The invention belongs to the field of image recognition, and discloses an image recognition method based on a plastic convolutional neural network with scalable categories. The present invention constructs a convolutional plastic neural network with the ability of meta-learning, and manages and establishes the corresponding class library to be identified according to the application requirements, combines the plastic neural network, uses the library to be identified as data support, and uses the loop judgment method to recognize the input image and return the recognition result.
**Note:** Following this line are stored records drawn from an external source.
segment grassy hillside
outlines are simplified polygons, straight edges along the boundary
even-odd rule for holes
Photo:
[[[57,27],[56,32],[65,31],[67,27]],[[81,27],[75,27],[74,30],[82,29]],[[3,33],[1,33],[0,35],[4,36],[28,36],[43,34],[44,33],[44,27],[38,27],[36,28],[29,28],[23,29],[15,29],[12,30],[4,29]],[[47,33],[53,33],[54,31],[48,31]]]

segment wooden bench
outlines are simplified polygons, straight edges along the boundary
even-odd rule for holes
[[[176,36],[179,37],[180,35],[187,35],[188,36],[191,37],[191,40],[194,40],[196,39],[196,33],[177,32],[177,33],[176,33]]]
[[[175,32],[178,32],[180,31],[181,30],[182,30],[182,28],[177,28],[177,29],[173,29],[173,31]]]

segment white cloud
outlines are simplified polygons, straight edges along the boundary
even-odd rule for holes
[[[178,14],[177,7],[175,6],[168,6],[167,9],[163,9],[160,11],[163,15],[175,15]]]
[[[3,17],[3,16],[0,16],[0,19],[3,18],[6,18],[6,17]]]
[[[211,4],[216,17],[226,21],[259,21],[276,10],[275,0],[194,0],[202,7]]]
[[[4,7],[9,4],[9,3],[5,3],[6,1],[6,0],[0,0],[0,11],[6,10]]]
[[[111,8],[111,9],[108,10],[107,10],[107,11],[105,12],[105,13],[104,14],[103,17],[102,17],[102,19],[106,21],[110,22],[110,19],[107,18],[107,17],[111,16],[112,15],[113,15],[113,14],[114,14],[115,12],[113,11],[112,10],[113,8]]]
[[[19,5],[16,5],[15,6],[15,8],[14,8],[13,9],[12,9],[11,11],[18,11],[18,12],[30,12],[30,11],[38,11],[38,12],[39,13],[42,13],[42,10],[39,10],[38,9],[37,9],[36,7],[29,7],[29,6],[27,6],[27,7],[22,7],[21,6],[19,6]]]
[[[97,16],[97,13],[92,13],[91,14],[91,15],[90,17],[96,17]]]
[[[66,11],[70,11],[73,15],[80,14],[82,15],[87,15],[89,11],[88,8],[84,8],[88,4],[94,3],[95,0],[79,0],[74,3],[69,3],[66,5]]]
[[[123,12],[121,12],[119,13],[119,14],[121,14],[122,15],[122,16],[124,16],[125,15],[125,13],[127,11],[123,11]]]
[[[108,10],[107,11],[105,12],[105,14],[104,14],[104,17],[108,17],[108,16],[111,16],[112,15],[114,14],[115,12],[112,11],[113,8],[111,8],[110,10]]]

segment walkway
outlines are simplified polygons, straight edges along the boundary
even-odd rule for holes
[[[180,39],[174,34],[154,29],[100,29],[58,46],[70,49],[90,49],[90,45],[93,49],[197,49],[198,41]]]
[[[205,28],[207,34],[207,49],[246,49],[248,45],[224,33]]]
The present invention solves the scalability problem of the identifiable category of the traditional target recognition method, and its advantage is that when there is an unknown category to be identified, only one or several image samples of the unknown category need to be stored in the library of the category to be identified In , there is no need to retrain the neural network or adjust the recognition algorithm, and the demand for samples is smaller than that of traditional methods.

Description

technical field [0001] The invention belongs to the field of image recognition, and relates to a calculation method for target image recognition, in particular to a target recognition method with meta-learning ability combining a convolutional neural network and a plastic neural network, and using the method to realize scalable category image recognition. Background technique [0002] Image recognition technology and method is the product of the information industry in today's era, and it is also a very popular research direction in the field of computer vision and digital image processing research. Image recognition technology has a very important role in military, medical and civilian fields in the world today. Widely used in robot navigation systems, unmanned driving technology, intelligent video monitoring, industrial product inspection and production process monitoring, aerospace and many other fields, image recognition technology is indispensable. Therefore, image reco...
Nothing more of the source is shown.